Annissa Essaibi George faces “race hypocrisy” in campaign to be Boston Mayor
Tunisian and Polish American Annissa Essaibi George is fighting to be elected mayor of Boston in a run-off Nov. 2. But her campaign is fighting hypocritical attacks claiming she is not a “woman of color” This column appeared in Arab News Oct. 13, 2021
By Ray Hanania
When Annissa Essaibi George won one of two spots in the race to become Boston’s first woman mayor, everyone thought the main campaign issues would be strengthening the city’s budget, confronting the COVID-19 pandemic and improving Boston’s schools. Instead, the debate has focused on race.

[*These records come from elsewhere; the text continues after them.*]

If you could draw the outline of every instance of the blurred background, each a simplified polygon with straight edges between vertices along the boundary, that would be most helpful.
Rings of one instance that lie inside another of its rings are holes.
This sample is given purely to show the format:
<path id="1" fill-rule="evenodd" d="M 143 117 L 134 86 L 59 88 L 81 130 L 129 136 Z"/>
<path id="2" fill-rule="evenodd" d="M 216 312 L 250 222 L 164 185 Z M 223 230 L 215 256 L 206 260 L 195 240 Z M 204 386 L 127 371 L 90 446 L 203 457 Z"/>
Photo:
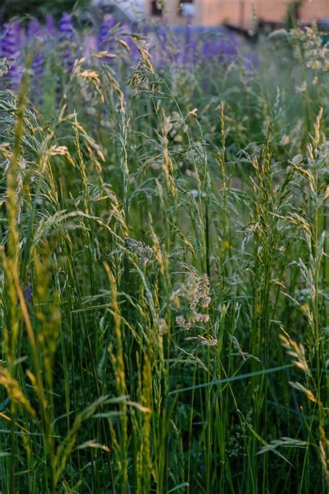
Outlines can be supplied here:
<path id="1" fill-rule="evenodd" d="M 117 22 L 158 19 L 175 26 L 187 20 L 203 26 L 225 24 L 247 32 L 254 32 L 260 26 L 275 28 L 295 20 L 302 24 L 314 21 L 326 24 L 329 19 L 328 0 L 4 0 L 0 21 L 24 15 L 58 17 L 72 10 L 83 13 L 83 19 L 108 13 Z"/>

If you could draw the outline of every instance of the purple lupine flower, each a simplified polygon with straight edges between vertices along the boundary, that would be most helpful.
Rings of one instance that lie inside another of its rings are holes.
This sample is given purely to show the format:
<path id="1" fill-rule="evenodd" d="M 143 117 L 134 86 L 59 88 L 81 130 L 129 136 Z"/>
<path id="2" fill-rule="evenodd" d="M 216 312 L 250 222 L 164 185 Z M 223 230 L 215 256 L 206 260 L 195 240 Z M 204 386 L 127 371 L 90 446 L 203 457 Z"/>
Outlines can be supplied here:
<path id="1" fill-rule="evenodd" d="M 35 51 L 32 61 L 32 94 L 33 101 L 37 101 L 42 103 L 41 94 L 43 88 L 43 72 L 44 65 L 44 56 L 42 52 L 42 42 L 44 40 L 44 32 L 42 26 L 35 19 L 30 21 L 27 29 L 28 40 L 31 41 Z"/>
<path id="2" fill-rule="evenodd" d="M 60 19 L 60 33 L 62 33 L 62 39 L 73 40 L 74 31 L 73 29 L 73 18 L 71 14 L 63 12 Z"/>
<path id="3" fill-rule="evenodd" d="M 111 51 L 113 49 L 113 37 L 111 35 L 110 31 L 115 26 L 115 22 L 112 15 L 104 15 L 98 41 L 99 51 L 107 50 L 108 51 Z"/>
<path id="4" fill-rule="evenodd" d="M 56 35 L 56 28 L 55 26 L 55 21 L 51 14 L 46 15 L 46 22 L 44 23 L 46 31 L 49 35 L 55 37 Z"/>
<path id="5" fill-rule="evenodd" d="M 74 42 L 73 18 L 66 12 L 60 17 L 59 31 L 63 65 L 67 72 L 71 73 L 74 63 L 76 47 Z"/>
<path id="6" fill-rule="evenodd" d="M 187 21 L 184 31 L 184 47 L 183 51 L 183 63 L 189 63 L 191 61 L 192 48 L 192 31 L 191 23 Z"/>
<path id="7" fill-rule="evenodd" d="M 17 27 L 12 24 L 6 23 L 3 26 L 1 55 L 12 63 L 6 75 L 6 81 L 7 87 L 13 90 L 19 88 L 23 73 L 22 67 L 19 60 L 21 53 L 19 49 L 18 32 Z"/>

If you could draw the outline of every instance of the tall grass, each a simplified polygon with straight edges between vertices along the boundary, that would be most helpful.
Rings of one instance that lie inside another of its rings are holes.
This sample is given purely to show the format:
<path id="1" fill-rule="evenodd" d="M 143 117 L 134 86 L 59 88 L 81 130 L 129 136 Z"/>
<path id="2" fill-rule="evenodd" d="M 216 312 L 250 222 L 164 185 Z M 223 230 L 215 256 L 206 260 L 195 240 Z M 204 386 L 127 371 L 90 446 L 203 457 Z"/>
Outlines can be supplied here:
<path id="1" fill-rule="evenodd" d="M 1 92 L 2 492 L 327 491 L 328 55 L 287 35 Z"/>

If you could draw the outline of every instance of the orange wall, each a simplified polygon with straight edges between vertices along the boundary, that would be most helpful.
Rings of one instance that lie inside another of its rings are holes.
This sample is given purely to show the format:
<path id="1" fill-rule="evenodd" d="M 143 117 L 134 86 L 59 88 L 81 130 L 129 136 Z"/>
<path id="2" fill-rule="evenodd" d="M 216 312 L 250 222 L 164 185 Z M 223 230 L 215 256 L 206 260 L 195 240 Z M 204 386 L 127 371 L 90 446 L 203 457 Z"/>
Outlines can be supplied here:
<path id="1" fill-rule="evenodd" d="M 255 17 L 268 22 L 284 22 L 289 3 L 289 0 L 194 1 L 196 7 L 195 24 L 214 26 L 228 22 L 245 28 L 253 26 Z M 149 5 L 149 1 L 146 0 L 146 6 Z M 165 17 L 169 24 L 184 22 L 184 19 L 178 15 L 180 0 L 164 0 L 164 3 Z M 146 12 L 149 14 L 147 7 Z M 329 18 L 329 0 L 305 0 L 300 13 L 301 20 L 303 22 Z"/>

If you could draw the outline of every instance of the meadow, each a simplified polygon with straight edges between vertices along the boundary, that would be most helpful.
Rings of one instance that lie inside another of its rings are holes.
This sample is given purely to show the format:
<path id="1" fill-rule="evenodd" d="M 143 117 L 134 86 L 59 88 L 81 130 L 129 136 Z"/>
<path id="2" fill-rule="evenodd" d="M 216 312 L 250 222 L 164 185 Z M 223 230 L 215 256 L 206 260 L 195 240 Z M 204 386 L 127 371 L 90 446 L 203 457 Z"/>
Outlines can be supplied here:
<path id="1" fill-rule="evenodd" d="M 324 494 L 329 46 L 14 19 L 0 492 Z"/>

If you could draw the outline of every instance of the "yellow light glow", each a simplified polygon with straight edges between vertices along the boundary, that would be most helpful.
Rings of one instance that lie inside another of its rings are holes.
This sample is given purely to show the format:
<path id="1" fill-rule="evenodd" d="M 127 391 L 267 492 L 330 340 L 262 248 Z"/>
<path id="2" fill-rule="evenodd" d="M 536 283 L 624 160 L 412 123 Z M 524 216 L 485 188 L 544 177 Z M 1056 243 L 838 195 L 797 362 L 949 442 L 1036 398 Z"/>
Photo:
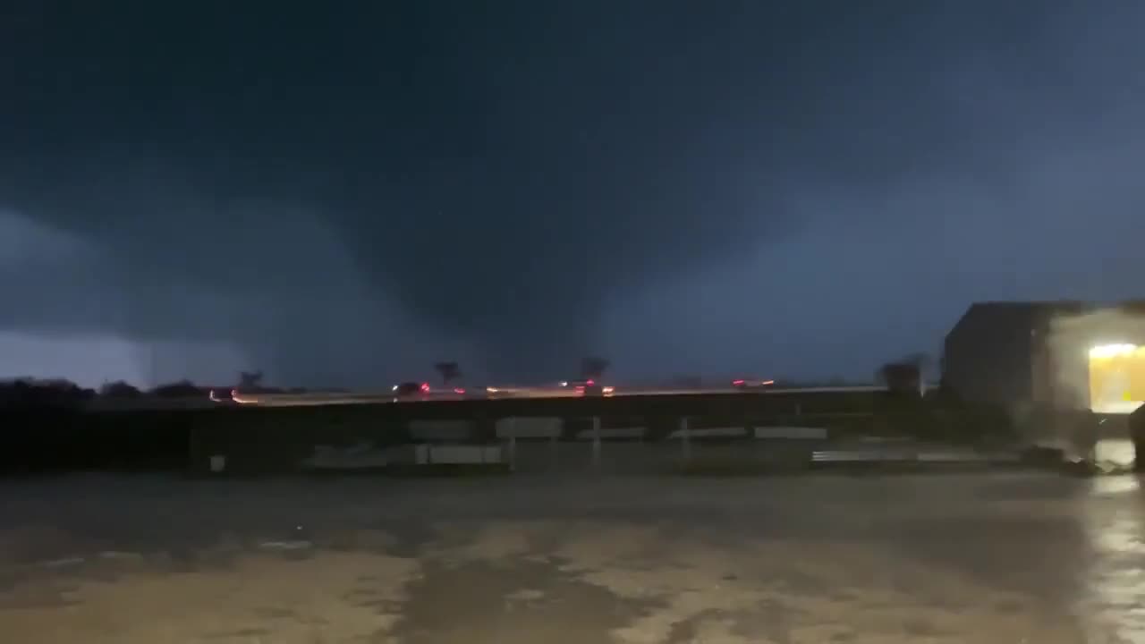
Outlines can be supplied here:
<path id="1" fill-rule="evenodd" d="M 1089 401 L 1098 413 L 1126 414 L 1145 401 L 1145 347 L 1128 343 L 1089 350 Z"/>

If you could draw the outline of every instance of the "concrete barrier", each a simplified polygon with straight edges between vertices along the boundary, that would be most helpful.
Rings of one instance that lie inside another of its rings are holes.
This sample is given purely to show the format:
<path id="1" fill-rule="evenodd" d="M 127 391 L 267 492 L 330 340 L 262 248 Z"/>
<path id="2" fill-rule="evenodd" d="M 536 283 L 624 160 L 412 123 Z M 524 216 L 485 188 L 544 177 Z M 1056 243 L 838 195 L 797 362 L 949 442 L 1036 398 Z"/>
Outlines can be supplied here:
<path id="1" fill-rule="evenodd" d="M 827 440 L 826 427 L 753 427 L 752 435 L 759 440 Z"/>
<path id="2" fill-rule="evenodd" d="M 648 433 L 648 427 L 601 427 L 600 440 L 641 440 Z M 577 432 L 576 440 L 593 440 L 598 434 L 593 430 Z"/>

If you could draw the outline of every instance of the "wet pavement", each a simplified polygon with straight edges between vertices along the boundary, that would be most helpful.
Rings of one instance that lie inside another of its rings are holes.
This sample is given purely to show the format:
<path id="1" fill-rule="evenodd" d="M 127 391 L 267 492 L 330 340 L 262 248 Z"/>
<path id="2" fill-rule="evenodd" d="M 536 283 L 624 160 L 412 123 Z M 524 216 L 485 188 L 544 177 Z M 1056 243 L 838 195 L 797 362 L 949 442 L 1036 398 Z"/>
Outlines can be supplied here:
<path id="1" fill-rule="evenodd" d="M 0 634 L 1145 642 L 1145 490 L 1020 472 L 5 481 Z"/>

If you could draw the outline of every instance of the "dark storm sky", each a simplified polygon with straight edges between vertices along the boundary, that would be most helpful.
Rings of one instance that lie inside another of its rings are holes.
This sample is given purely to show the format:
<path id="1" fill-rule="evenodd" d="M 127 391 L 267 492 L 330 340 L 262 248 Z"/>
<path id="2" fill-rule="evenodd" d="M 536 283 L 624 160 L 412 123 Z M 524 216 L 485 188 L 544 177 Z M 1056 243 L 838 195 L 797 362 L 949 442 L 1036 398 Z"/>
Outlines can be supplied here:
<path id="1" fill-rule="evenodd" d="M 1138 2 L 2 11 L 6 374 L 864 378 L 1142 294 Z"/>

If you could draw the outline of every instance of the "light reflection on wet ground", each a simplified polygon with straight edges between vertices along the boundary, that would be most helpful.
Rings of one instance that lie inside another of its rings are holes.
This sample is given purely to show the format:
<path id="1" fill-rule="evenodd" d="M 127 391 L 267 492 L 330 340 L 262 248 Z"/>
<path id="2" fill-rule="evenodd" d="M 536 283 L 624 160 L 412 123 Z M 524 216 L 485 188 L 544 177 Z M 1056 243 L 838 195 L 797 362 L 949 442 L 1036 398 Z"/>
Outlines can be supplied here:
<path id="1" fill-rule="evenodd" d="M 1137 479 L 0 487 L 13 642 L 1145 642 Z"/>

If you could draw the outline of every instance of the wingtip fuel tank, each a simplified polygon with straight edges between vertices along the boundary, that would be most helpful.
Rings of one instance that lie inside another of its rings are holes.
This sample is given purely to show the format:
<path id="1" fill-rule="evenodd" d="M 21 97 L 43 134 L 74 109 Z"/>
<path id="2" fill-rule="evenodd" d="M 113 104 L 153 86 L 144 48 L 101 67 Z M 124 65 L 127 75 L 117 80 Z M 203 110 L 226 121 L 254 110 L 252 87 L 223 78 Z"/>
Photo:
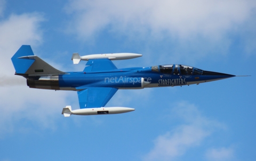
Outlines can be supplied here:
<path id="1" fill-rule="evenodd" d="M 89 61 L 93 59 L 108 58 L 113 60 L 123 60 L 142 56 L 142 55 L 135 53 L 112 53 L 112 54 L 92 54 L 80 56 L 78 53 L 73 53 L 71 60 L 74 64 L 78 64 L 80 61 Z"/>
<path id="2" fill-rule="evenodd" d="M 134 108 L 123 107 L 98 107 L 81 108 L 72 110 L 70 106 L 67 106 L 62 109 L 62 114 L 65 117 L 69 117 L 71 115 L 95 115 L 102 114 L 117 114 L 134 111 Z"/>

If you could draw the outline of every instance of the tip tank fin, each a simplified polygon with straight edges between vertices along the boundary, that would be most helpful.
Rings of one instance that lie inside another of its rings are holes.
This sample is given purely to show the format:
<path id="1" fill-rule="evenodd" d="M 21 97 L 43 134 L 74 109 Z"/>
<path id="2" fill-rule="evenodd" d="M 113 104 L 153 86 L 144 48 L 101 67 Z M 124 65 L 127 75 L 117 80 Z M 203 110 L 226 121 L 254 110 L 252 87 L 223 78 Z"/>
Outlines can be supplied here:
<path id="1" fill-rule="evenodd" d="M 79 63 L 79 62 L 80 62 L 81 57 L 80 57 L 80 55 L 79 55 L 78 53 L 73 53 L 71 60 L 73 61 L 73 63 L 74 64 L 77 64 Z"/>
<path id="2" fill-rule="evenodd" d="M 67 106 L 65 108 L 63 108 L 62 114 L 64 117 L 69 117 L 71 115 L 71 106 Z"/>

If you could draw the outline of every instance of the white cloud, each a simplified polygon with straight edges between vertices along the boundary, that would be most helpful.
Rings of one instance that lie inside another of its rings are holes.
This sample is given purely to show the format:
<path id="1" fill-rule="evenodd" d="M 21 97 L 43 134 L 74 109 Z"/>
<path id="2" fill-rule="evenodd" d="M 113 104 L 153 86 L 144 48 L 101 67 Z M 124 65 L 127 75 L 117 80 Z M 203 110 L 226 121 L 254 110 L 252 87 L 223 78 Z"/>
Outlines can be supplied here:
<path id="1" fill-rule="evenodd" d="M 53 115 L 61 114 L 65 107 L 67 92 L 29 89 L 26 79 L 14 75 L 11 58 L 23 44 L 37 46 L 42 43 L 40 23 L 43 16 L 38 13 L 12 14 L 0 21 L 0 134 L 13 129 L 21 121 L 30 120 L 37 126 L 54 128 Z"/>
<path id="2" fill-rule="evenodd" d="M 249 19 L 255 7 L 253 1 L 242 0 L 76 0 L 66 9 L 74 14 L 72 29 L 81 37 L 110 27 L 133 36 L 148 31 L 157 37 L 167 32 L 178 38 L 199 35 L 219 39 Z"/>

Since 1630, every Boston mayor has been a white male. But the city will, on Nov. 2, elect its first woman mayor.
More importantly, the next mayor will also be a “woman of color.” But Essaibi George — who is half Tunisian and half Polish — has been forced to defend her Arab heritage and status as a woman of color.
Her opponent, Michelle Wu, is the daughter of Taiwanese immigrants. Heritage has become a key issue in the nonpartisan election, but because Essaibi George is “only” half Arab, half Polish, she is being criticized for claiming to be a woman of color.
It is not enough to be a woman candidate shattering the glass ceiling that has held women in America back. The same thing happened to another high-profile woman in Massachusetts politics — Sen. Elizabeth Warren.